De ce récit étoilé,fait de bribes éparses, il serait tentant d’agencer les impressions fugaces … et déjà se détache du tournage du film Le Führer offre une ville aux Juifs la figure pittoresque de Kurt Gerron qui l’a partiellement réalisé : « Dans le réseau de trajectoires qui se croisent à Terezín, il y en a une qu’il est tentant de changer en destin puisque tout est là, de l’éclat à la chute, pour en faire une histoire - celle du réalisateur Kurt Gerron. »(p. 213). Partenaire de Marlène Dietrich dans l’Ange bleu, ce personnage haut en couleurs aurait de quoi séduire Hollywood tel le Yasha Kotik d’Ombres sur l’Hudson de Isaac Bashevis Singer. Ces facilités romanesques rebutent Hélène Gaudy, qui brosse sans pathos la fin tragique du comédien et cinéaste ; l’intéresse davantage l’achèvement de Terezín effectué par K. Gerron : « Dans cette ville qui a toujours ressemblé à un décor se déroule alors, l’espace de quelques jours, ce qu’elle a toujours semblé prête à accueillir. »(p. 222). De ce « film carnaval » – on doit l’expression à H. G. Adler – il ne sortit pas indemne, transféré à Auschwitz où il fut tué le 28 octobre 1944, partageant ainsi le sort de ses acteurs, déportés dès lors que, filmés, ils devenaient inutiles à la propagande.

Que faire de l’amoncellement de la documentation, des enregistrements, des notules esquissés ou biffés ? À cette question W. G. Sebald a fourni une réponse dont Hélène Gaudy se souviendra : « On est au début d’Austerlitz, Sebald cite la forteresse de Breendonk, celle de Sarrelouis.
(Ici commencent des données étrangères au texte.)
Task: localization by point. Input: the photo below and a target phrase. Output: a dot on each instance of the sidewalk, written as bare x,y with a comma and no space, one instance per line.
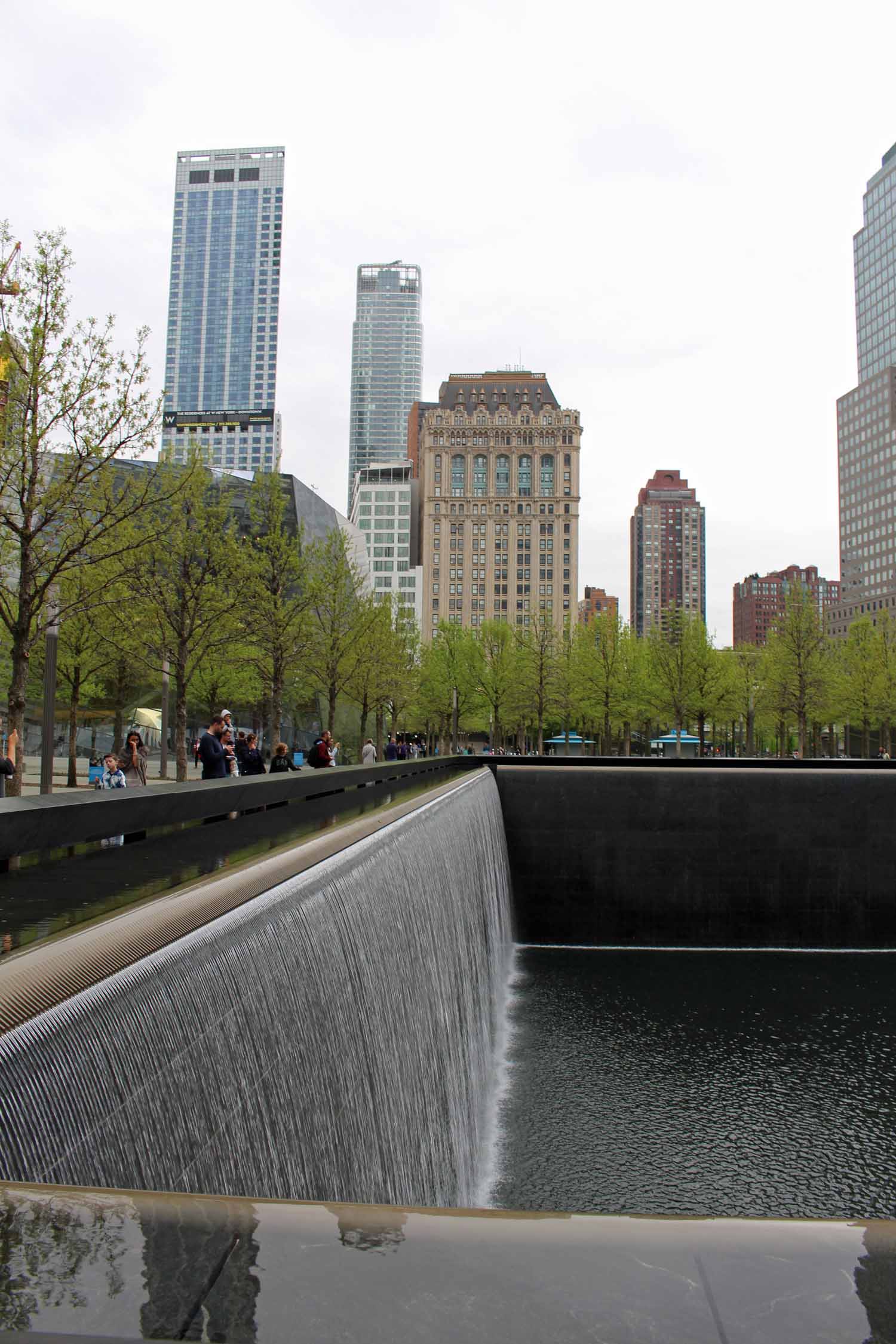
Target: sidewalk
31,776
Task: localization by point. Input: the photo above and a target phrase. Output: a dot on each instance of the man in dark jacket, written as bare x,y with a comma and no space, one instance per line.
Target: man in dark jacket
211,753
320,756
8,764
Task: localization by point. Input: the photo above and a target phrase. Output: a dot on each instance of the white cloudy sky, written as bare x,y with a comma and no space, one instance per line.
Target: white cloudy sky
653,203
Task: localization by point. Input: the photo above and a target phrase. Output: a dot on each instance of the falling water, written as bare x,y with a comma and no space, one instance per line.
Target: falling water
332,1039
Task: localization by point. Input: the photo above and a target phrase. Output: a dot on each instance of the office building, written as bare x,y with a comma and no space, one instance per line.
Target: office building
596,603
867,418
760,600
499,502
387,364
223,308
668,551
386,511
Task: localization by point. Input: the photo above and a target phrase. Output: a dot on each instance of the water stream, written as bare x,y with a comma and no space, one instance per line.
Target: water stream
332,1039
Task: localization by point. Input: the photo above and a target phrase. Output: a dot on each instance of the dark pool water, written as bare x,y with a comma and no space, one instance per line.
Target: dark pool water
677,1082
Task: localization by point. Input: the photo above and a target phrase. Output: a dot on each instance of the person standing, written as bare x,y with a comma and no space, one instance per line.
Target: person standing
211,751
281,761
8,762
132,762
321,754
253,761
112,777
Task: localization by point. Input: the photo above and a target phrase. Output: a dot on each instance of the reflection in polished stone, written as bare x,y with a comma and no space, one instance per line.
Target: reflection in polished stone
198,1261
89,1264
370,1229
50,1246
876,1282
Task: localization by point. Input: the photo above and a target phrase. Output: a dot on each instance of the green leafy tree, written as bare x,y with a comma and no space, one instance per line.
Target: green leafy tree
713,690
536,667
76,406
860,678
602,665
277,590
498,673
84,649
673,664
342,613
797,668
186,573
745,668
449,668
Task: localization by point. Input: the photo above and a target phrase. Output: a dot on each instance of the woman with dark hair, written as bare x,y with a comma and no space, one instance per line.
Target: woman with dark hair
132,762
253,761
281,761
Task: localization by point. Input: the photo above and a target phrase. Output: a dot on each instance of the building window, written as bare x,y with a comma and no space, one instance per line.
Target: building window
458,475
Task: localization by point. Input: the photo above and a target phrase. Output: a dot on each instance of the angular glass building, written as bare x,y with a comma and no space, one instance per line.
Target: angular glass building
387,363
220,363
875,266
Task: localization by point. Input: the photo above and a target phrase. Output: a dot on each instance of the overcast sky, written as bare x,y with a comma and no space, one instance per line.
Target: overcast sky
653,205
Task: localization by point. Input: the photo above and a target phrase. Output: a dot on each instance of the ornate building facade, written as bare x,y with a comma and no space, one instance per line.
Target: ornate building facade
499,465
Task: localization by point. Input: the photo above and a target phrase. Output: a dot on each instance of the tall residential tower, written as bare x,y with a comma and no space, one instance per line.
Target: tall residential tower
668,553
220,364
387,364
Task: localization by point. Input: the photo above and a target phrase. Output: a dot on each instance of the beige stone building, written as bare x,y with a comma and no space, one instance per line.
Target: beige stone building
499,468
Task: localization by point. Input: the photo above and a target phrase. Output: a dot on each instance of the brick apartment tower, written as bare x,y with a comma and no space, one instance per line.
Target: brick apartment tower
596,603
758,603
499,465
668,553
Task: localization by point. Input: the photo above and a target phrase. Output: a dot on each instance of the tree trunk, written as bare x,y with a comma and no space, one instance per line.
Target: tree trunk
17,711
180,713
72,783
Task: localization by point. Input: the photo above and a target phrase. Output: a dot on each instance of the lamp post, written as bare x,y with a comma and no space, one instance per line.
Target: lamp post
51,651
163,761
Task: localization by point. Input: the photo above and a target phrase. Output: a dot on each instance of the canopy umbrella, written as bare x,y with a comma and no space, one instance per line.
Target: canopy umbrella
147,719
Il ne parle pas encore de Terezín. Pourtant, à la relecture, il devient évident que tout annonce et enchâsse déjà le ghetto, cœur du livre, dans la construction circulaire du roman, son plan en étoile. » (p. 265). Au travers de cette référence explicite à Sebald, le tissage stellaire du récit en agence les plans et en confirme les intuitions. De Terezín, enfin se perçoit la trame.
Et pour conclure, ces mots :
« Une ville incomplète, amputée, une ville close et empêchée qui venait mystérieusement donner une architecture à quelque chose qui me manquait. » (p. 273).
Jean-François Hervieu, professeur de lettres.
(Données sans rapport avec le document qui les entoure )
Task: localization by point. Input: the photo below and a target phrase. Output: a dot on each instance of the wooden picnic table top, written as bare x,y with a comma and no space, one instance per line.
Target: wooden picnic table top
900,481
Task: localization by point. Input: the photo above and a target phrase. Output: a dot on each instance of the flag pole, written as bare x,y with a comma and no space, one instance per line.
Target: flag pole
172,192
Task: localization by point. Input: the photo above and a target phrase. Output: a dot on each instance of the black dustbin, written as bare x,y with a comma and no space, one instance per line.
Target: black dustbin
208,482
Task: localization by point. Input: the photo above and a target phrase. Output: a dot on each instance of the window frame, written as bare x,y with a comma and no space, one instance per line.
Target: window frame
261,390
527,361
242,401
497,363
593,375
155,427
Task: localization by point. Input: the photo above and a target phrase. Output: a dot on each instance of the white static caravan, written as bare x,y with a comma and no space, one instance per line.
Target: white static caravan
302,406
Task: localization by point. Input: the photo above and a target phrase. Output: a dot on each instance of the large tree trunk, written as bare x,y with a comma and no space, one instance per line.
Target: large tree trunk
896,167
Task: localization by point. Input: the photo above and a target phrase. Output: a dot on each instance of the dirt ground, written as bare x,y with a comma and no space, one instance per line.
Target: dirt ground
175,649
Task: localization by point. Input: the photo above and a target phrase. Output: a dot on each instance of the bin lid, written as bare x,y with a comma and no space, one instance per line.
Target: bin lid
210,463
Theresienstadt, photo Daniel Nicolle

Citations

La place de l’étoile. Les trois citations font référence aux trois directions dans lesquelles le texte pourrait se déployer.

« À Theresienstadt meurent l’un après l’autre les espoirs. Les conditions de vie des internés et la ville fictive bâtie sur leur malheur sont comme deux couches qui ne se superposent jamais. Sur les 140 000 Juifs qui y ont été internés, 88 000 seront déportés vers les camps et les ghettos de l’Est. Plus de 33 000 mourront sur place, victimes de la faim, de maladie, de la violence. Seuls environ 17 000 survivront. » (p. 38).

« Terezín. Drancy. Ces lieux que leurs noms précèdent, dont l’ombre occulte la réalité géographique, humaine. » (p. 188) .

« À mesure que je retranscrirai plus tard ces paroles par écrit, je serai frappée par la faculté de la conversation à se séparer en embranchements multiples, revenir en arrière, changer de cap. Cet éclatement en fait presque l’exact contraire de la fiction où l’on tend, même en l’absence de structure ou de plan, vers un fil narratif alors que la parole ne cesse de créer des déviations, des digressions qu’il est, justement, si difficile de créer de toutes pièces. Quand la conversation semblait fluide, logique, l’écrit révèle son désordre et il ne reste sur le papier, comme d’un lieu sur une carte, que des ramifications qu’il faudra, par la suite, réinterpréter pour retrouver le fil de l’histoire. » (p. 240).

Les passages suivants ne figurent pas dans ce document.